**Machine Learning Developer/Natural Language Processing Engineer**
**Location: Remote (Romania)**
**Work Schedule: Pacific Standard Time**
Responsibilities:
- Model Development and Pre-Training:
- Research and implement advanced pre-training techniques for NLP models, including self-supervised learning and masked language modeling.
- Fine-tune transformer-based architectures (e.g., BERT, GPT, T5) to achieve state-of-the-art performance on domain-specific tasks.
- Post-Training and RAG Implementation:
- Develop and optimize retrieval-augmented generation pipelines, leveraging tools like LangChain for knowledge integration.
- Speech-to-Text Systems:
- Evaluate and deploy automatic speech recognition (ASR) tools such as Whisper, DeepSpeech, or Kaldi, ensuring high accuracy across diverse audio datasets.
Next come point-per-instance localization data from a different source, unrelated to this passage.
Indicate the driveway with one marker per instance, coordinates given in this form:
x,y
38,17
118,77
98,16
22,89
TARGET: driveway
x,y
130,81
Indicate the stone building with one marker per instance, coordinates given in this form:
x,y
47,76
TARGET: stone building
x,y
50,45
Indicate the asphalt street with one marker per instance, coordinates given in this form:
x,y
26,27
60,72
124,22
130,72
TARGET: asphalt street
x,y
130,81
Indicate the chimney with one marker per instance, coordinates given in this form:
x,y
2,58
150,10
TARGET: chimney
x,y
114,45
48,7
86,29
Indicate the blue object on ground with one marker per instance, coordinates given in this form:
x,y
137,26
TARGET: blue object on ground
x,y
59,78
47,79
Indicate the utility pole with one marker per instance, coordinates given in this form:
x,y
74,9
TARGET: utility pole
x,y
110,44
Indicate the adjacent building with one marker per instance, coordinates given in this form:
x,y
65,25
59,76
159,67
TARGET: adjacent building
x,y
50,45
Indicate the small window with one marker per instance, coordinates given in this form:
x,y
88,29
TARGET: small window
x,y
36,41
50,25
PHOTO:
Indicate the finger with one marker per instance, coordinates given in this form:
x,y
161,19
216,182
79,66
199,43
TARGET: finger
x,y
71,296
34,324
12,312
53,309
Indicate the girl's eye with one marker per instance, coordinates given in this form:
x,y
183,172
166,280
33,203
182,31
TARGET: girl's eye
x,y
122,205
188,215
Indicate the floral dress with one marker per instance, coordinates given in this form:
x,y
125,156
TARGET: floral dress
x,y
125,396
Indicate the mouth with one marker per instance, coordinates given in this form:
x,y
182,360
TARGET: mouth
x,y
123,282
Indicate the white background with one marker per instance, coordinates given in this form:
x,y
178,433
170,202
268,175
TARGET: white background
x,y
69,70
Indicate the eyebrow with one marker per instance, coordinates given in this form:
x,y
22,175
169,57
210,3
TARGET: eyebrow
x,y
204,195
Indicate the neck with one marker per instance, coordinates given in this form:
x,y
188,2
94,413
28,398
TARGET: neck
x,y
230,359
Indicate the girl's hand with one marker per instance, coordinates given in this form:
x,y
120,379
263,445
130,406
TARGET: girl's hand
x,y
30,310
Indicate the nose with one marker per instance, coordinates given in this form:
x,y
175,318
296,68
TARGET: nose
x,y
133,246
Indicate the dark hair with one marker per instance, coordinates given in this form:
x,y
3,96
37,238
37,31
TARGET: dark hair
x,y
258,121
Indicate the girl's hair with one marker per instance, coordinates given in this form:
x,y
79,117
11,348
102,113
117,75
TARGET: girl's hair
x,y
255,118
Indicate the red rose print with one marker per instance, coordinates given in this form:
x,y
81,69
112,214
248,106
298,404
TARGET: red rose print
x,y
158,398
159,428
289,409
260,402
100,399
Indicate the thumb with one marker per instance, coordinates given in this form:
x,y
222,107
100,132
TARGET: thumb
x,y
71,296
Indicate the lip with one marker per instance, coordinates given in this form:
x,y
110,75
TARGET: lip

- Model Deployment and Optimization:
- Collaborate with DevOps teams to deploy NLP models in production environments, ensuring scalability, low latency, and reliability.
- Data Processing and Feature Engineering:
- Build and maintain pipelines for tokenization, text normalization, and feature extraction tailored to specific use cases.
- Optimize large-scale datasets for efficient model training and inference.
Requirements:
Educational Background:
- Bachelor's, Master's, or PhD in Natural Language Processing, Machine Learning, Artificial Intelligence, Data Science, or a related field.
Experience:
- Minimum 3 years of professional experience in NLP, machine learning, or related fields.
Technical Skills:
- Expertise in transformer architectures (e.g., BERT, GPT, T5) and pre-training methodologies.
- Experience with post-training tools like LangChain and retrieval-based frameworks (RAG).
- Familiarity with ASR engines, such as Whisper, DeepSpeech, Kaldi, or Julius, and their integration into NLP pipelines.
- Strong programming skills in Python, with experience in libraries like Hugging Face Transformers, PyTorch, and TensorFlow.
- Knowledge of model deployment technologies (e.g., Docker, Kubernetes) and serving frameworks like FastAPIor TorchServe.
- Proficiency with data processing tools such as spaCy, NLTK, and OpenAI APIs.
Preferred Skills:
- Experience with optimizing NLP models for real-time inference and low-latency environments.
- Familiarity with vector search engines like FAISS, Pinecone, or Weaviate.
- Understanding of domain-specific language tasks such as named entity recognition (NER), text summarization, or sentiment analysis.